Perhaps the disciplinary action against Dicke signals an improvement in regulatory enforcement in Colorado, which would be good, but responsible officials also need to look into how and why government caseworkers are actually referring troubled children to such abusive quacks, as you reported was the case with "Dallas." And if taxpayer money is paying for such treatment, we are all in the uncomfortable position of being enablers of the abuse. One does not want to believe that quacks who abuse children in the name of therapy, like Dicke, are common in Colorado, but the evidence suggests that they are. You could almost say that Colorado has home grown a whole cottage industry of child-abuse-as-psychotherapy.

Dicke, unfortunately, is exceptional only for his high profile, but otherwise is representative. Alongside his foray into dildo didactics, he has been a leading defender and practitioner of "holding" therapy. His public defense of Connell Watkins, who tortured and killed ten-year-old Candace Newmaker with that therapy, was rife with rhetoric betraying the same child-loathing attitudes that underlie the "cutting-edge treatment" practices of a host of "attachment" therapists in Colorado and around the country.

The most bone-chilling aspect of all this, dramatically shown in the Dicke affair, is the apparent absence of boundaries dictated by ethics and humanity.
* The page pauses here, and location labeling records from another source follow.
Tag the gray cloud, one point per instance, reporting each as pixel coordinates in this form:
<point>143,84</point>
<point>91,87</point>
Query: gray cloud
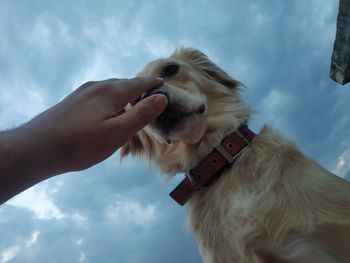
<point>122,213</point>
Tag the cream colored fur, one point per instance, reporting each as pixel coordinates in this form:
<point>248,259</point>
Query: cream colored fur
<point>274,204</point>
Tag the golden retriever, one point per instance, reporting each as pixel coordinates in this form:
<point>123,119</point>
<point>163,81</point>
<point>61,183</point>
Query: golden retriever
<point>271,203</point>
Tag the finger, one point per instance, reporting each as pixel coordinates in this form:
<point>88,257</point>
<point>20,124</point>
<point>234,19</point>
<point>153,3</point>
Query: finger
<point>130,90</point>
<point>145,111</point>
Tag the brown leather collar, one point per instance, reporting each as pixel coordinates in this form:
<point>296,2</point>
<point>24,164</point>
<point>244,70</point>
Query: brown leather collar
<point>203,174</point>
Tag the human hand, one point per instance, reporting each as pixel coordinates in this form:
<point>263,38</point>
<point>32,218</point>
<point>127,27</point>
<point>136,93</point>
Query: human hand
<point>91,124</point>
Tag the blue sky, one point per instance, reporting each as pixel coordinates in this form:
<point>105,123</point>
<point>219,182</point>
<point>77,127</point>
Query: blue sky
<point>114,212</point>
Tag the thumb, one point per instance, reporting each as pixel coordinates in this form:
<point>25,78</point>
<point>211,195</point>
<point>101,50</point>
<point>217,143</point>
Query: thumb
<point>141,114</point>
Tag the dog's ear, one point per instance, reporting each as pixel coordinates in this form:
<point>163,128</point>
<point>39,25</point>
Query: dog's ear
<point>203,63</point>
<point>139,144</point>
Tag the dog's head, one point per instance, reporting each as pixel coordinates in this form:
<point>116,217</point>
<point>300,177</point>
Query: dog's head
<point>203,107</point>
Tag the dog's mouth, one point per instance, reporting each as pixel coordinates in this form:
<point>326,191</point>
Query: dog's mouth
<point>182,120</point>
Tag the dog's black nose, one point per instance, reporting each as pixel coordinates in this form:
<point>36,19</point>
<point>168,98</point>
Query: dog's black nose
<point>157,90</point>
Why didn't Dicke recognize on his own that using dildos with a five-year-old is just plain wrong -- regardless of the circumstances? Why didn't Dicke's professional training warn him that letting a kid prance around naked in the office, tossing sex toys in the air and worse, would further "sexualize" an "oversexualized" personality? Why didn't he hesitate to experiment on a small child who was there only for evaluation and possible treatment? Having listened in person to the man and others like him, I'm afraid the answer may be the same as it was with Watkins when she asphyxiated Candace: He saw the child as an object to be used toward the ends of himself and others, and not as a full human being with rights to sovereignty, dignity and humane treatment.
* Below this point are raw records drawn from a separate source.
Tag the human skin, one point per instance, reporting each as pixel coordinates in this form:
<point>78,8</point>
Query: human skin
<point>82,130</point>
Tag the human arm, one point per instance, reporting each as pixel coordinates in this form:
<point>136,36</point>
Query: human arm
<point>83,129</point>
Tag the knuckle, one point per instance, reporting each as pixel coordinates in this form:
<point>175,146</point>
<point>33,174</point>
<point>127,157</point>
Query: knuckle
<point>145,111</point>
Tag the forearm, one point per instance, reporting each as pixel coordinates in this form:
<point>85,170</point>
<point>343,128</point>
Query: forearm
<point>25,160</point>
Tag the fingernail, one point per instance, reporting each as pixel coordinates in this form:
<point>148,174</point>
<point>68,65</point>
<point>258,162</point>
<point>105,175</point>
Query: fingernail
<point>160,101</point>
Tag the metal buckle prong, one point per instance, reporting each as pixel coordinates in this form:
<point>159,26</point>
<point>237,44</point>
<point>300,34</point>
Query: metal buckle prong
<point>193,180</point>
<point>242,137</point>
As the cases of Dicke and Watkins attest, therapists of this ilk just do not know when to stop or where not to go. Apparently they have to be told by the rest of us. Since they do not understand the limits of common decency, the people have to act, legislatively and regulatorily, to keep such therapists' hands off Colorado's children.

Larry Sarner
Loveland


Listen Harder

Tapping your 'Fone: John La Briola's been had. In "Hold the 'Fone," his March 21 interview with Califone's Tim Rutili, Rutili borrows a line from the greatest rockumockmentary ever made: "If I wasn't making music, maybe I could work in a hat shop. Like, 'Does that fit? How 'bout that one?' Yeah, I could do that." (See http://us.imdb.com/Quotes?0088258.)

Looks like La Briola's one listener who didn't "pick up" on the sounds Rutili was making.

Kevin Keenan
Denver

Kitty litter: Melanie Haupt has done it again! She was proven wrong when she called Radio 1190 "snooty." Now, in the March 14 "Meow Mix," she says that it puts women in a box and only gives grrrl rock a designated time slot.

I just wish Ms. Haupt would tune in to Radio 1190 before she writes another incorrect story. Radio 1190 plays grrrl rock all the time during rotation hours. You can catch not only Le Tigre, but also the Butchies, V is for Vendetta, Sleater Kinney and many more. Radio 1190 cannot be categorized, and Radio 1190 does not categorize. Please, Ms. Haupt, at least listen to the station or call before you write another article on Radio 1190 that shows you have no idea what you are talking about. Your readers would appreciate it!

Julie Simpson
via the Internet

Laura Bond responds: The hat tricks never stop. Tim Rutili's heady quip alludes to a bit of dialogue delivered by Nigel Tufnel (played by Christopher Guest) in 1984's This Is Spinal Tap. According to John La Briola, the Tap joke plays on a line offered by Ringo Starr in Love Me Do nearly twenty years earlier: When asked about his life's ambition, the mop-topped drummer replied, "Well, I've always wanted to open a posh ladies' hairdresser's. Perhaps a chain of them."

As for Boulder resident Melanie Haupt, she's a Radio 1190 fan and supporter. Her point that "grrrl rock" gets the most play during the weekly Testosterone Detox is sustained by the station's playlist.